Sirius Real Estate Limited
Andrew Coombs - Sirius Real Estate
Commenting on the results, CEO Andrew Coombs said, "Our ability to acquire German mixed-use property portfolios yielding in excess of 8%, combined with the availability to us of seven-year debt at very low interest rates, creates an opportune time for the company to be expanding and locking in these valuable opportunities for our shareholders, for the longer term."
The AIM-listed Sirius Real Estate, which focuses on German business parks, is is about to add a further two multi-let business parks to its portfolio, investing €46.3m.
As we reported in June, Sirius made a successful private placement of €30m before expenses in June 2016, which would pay for a large chunk of the purchase price. The placement was higher than the original €20m planned, and involved placing 66.2m new shares at €0.53, with the offer being three times oversubscribed. The share placement represented about 7.5% of the share capital prior to the placement.
At the time, Sirius said the new funding will support the acquisition of a new portfolio of three business parks and the refinancing of an existing €39.6m facility which is currently paying interest of 2.68% with three and a half years remaining, with a new €77m seven-year bank facility at 1.6% with the same lender.
The first of the two business parks being purchased for €28.6m and is located nearby the airport at Dresden, where the multi-let centre has 53,200 sqm of gross lettable area, of which 45.9% is offices and 39.3% is warehousing.
The occupancy upon acquisition is 65.7% across a broad base of 60 tenants, paying a total annual rental income of €2.78m, or €4.35 per square metre, with a weighted average lease length remaining of 3.3 years.
The second business park, in the heart of Wiesbaden’s commercial district, is costing €17.7m, the company said. The total gross lettable area of the property is 19,602 sqm of office space, of which 64.6% is let to three tenants paying an annual rental income of €1.88m, equating to €7.99 per square metre, with a weighted average lease length remaining of 2.7 years.
The Guernsey-headquartered Sirius owns and operates 35 business parks across Germany. For the year ending March 31st, Sirius grew FFO by 31%, while the like-for-like book value of the company's business parks increased by 10.4% to €687.5m.
Commenting on the results, CEO Andrew Coombs said, "Our ability to acquire German mixed-use property portfolios yielding in excess of 8%, combined with the availability to us of seven-year debt at very low interest rates, creates an opportune time for the company to be expanding and locking in these valuable opportunities for our shareholders, for the longer term."
Sirius' classical modus operandi is to buy old industrial buildings, generally on city outskirts, and then redevelop them into mixed-used business parks offering a combination of offices, warehouses, conference rooms and self-storage units. Describing the company's approach, Coombs himself said recently: “Our strategy is to buy horrible, old warehouses and turn them into funky, modern business parks, enabling us to create new income from dead space.

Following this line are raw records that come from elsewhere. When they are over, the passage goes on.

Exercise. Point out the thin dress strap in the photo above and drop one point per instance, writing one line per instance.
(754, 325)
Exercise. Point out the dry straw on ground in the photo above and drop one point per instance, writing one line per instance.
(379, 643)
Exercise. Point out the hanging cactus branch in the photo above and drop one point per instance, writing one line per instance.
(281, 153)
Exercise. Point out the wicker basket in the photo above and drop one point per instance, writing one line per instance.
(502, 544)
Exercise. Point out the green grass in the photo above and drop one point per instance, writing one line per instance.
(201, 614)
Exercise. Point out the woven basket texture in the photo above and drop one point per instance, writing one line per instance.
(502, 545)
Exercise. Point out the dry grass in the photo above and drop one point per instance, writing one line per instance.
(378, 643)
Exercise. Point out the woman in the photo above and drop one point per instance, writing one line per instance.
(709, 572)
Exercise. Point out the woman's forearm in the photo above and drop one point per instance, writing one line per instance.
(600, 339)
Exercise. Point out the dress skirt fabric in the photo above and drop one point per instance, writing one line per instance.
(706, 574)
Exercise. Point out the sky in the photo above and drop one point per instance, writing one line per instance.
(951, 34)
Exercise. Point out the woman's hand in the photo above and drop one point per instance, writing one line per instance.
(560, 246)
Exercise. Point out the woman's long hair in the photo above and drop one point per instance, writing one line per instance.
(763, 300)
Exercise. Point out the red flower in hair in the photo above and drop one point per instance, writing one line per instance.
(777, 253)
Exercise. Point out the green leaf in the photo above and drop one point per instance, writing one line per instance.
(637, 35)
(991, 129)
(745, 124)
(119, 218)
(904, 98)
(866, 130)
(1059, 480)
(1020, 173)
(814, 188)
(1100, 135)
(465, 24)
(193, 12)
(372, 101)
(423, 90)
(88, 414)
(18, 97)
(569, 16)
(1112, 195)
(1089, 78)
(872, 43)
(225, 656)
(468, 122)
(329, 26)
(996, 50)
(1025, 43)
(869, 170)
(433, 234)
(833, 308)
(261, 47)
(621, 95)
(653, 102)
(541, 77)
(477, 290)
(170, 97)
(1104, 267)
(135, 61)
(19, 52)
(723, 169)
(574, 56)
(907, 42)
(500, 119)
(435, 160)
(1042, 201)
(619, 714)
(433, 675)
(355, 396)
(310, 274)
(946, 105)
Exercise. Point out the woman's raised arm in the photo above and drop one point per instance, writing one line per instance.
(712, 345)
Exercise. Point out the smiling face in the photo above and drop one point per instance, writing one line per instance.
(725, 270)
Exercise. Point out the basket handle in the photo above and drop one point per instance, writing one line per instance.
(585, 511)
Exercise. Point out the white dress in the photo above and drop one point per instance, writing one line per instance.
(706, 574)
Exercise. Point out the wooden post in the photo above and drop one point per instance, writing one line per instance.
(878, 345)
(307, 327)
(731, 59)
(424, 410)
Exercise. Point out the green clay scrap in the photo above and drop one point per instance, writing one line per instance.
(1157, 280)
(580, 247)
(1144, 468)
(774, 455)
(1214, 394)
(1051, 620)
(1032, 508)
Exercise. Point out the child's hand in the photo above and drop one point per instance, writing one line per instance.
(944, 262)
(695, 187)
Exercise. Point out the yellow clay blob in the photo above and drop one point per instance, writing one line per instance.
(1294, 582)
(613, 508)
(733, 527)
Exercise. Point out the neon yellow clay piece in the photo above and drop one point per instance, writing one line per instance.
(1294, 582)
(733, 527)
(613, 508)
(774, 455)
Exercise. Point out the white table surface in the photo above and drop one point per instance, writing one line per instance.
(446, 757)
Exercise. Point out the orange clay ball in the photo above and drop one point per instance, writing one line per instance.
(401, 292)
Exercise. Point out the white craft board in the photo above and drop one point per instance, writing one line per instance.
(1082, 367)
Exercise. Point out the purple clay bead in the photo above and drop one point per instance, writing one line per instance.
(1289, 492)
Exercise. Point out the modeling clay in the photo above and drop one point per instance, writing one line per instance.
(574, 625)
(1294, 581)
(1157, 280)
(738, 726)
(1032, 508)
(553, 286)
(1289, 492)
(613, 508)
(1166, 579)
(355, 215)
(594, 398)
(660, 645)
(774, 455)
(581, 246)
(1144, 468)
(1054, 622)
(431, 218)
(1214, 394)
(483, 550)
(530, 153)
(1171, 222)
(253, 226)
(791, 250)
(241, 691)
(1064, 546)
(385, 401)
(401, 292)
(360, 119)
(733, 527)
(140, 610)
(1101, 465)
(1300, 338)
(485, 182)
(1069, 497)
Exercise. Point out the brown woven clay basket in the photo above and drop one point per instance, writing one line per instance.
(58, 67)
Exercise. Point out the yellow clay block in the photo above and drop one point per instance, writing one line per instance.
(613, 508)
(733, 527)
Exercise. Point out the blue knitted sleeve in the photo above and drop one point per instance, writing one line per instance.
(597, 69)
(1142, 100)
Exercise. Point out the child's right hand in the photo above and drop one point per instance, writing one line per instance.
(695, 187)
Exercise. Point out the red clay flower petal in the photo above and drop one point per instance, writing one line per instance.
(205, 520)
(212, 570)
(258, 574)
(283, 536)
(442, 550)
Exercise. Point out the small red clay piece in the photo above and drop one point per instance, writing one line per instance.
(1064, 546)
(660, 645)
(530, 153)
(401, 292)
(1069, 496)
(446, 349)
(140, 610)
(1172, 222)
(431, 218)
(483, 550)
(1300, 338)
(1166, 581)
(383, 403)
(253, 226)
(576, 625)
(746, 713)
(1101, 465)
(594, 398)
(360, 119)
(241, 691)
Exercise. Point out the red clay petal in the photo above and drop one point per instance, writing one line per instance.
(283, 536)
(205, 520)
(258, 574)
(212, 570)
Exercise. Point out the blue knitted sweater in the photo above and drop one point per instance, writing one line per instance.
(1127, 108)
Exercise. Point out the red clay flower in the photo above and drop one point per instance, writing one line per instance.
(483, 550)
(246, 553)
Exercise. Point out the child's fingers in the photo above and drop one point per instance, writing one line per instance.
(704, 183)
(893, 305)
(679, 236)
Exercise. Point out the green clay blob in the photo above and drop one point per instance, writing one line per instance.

We can typically take rents from below €3/m² to €6/m², which significantly boosts income streams and valuations.”
Coombs said the German economy was in good shape, with continued growth in the country’s small business sector, which is an important market for the company’s flexible space product, aimed at tenants that typically require less than 500m² on shorter leases. It also offers longer-term leases (ten years) on some of its assets, with blue-chip tenants including firms such as GKN Aerospace and Siemens.
The company's shareholders are distributed about equally between UK-based and South African-based investors, with the company also listed on the Johannesburg Stock Exchange. The South African connection is important for the company, as with little dynamism domestically many local investors have been backing rand hedge property stocks.
As a pure play on German industry, Sirius has been attracting more attention in Johannesburg recently, after delivering a total return of 47% in 2015, well above that returned by the JSE SA Listed Property Index of 8%. Sirius said it plans a move to the JSE main board later this year.